As orquestras de swing eram bastante versáteis, pois ao mesmo tempo em que aqueciam a música, dando a ela um brilho e uma pulsação alegre e motivadora, elas também podiam acalmar o ambiente com baladas românticas e sentimentais, utilizando uma cadência relaxante que substituía com vantagem a valsa e outras músicas açucaradas de cunho exageradamente piegas. Se por um lado havia as eletrizantes “Opus One” (Sy Oliver e Sid Garris), “Flying Home” (Benny Goodman, Eddie DeLange e Lionel Hampton) e “Sing, Sing, Sing” (Louis Prima), do outro lado o público podia suspirar ao som de “Stardust” (Hoagy Carmichael e Mitchell Parish), “Serenade In Blue” (Mack Gordon e Harry Warren) ou “I’m Gettin’ Sentimental Over You” (Ned Washington e George Bassman) – e tudo isso podia seu ouvido todas as noites, seja nos ballrooms, nos hotéis ou nas emissoras de rádio.

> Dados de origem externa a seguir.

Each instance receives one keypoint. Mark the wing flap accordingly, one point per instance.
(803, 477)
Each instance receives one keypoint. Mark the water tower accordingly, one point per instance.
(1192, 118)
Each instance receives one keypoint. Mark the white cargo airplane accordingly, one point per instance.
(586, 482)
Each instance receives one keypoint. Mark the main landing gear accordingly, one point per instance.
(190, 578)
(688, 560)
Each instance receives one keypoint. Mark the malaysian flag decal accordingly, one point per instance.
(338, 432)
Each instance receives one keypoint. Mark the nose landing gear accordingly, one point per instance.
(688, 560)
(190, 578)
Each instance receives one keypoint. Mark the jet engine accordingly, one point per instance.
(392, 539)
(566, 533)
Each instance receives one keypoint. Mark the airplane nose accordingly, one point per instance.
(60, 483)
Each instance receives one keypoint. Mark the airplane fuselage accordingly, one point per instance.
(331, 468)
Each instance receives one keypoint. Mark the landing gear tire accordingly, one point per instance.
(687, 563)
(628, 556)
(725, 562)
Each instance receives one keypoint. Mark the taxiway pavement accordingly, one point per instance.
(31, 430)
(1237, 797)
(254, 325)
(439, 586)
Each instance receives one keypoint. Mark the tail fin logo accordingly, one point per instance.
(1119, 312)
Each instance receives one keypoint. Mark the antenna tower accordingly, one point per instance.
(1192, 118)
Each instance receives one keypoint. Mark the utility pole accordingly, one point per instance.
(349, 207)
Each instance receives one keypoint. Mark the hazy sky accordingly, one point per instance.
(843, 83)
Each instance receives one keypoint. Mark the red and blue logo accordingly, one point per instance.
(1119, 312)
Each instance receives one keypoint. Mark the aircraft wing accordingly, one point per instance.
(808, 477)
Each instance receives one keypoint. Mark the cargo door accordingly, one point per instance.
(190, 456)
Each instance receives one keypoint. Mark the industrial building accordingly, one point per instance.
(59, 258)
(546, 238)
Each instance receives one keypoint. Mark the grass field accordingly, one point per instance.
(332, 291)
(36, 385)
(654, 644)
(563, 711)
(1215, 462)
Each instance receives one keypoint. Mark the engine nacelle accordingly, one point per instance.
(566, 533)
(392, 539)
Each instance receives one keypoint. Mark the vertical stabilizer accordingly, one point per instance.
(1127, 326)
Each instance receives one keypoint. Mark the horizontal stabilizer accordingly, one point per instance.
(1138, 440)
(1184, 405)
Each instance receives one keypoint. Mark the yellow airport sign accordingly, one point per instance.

Algumas orquestras – caso de Artie Shaw e posteriormente Dizzy Gillespie – foram mais além, adicionando ao molho alguns ingredientes latinos inspirados no mambo, ritmo cubano criado por Orestes López e Chachao López que invadiu Nova York em 1939 – sem, no entanto, abdicarem do jazz, presente no balanço, na sonoridade e nos riffs da música. Outras – como as do próprio Artie Shaw e também de Harry James – não abriram mão de naipes de violinos para ajudar no equilíbrio melódico e na harmonia refinada quando necessário.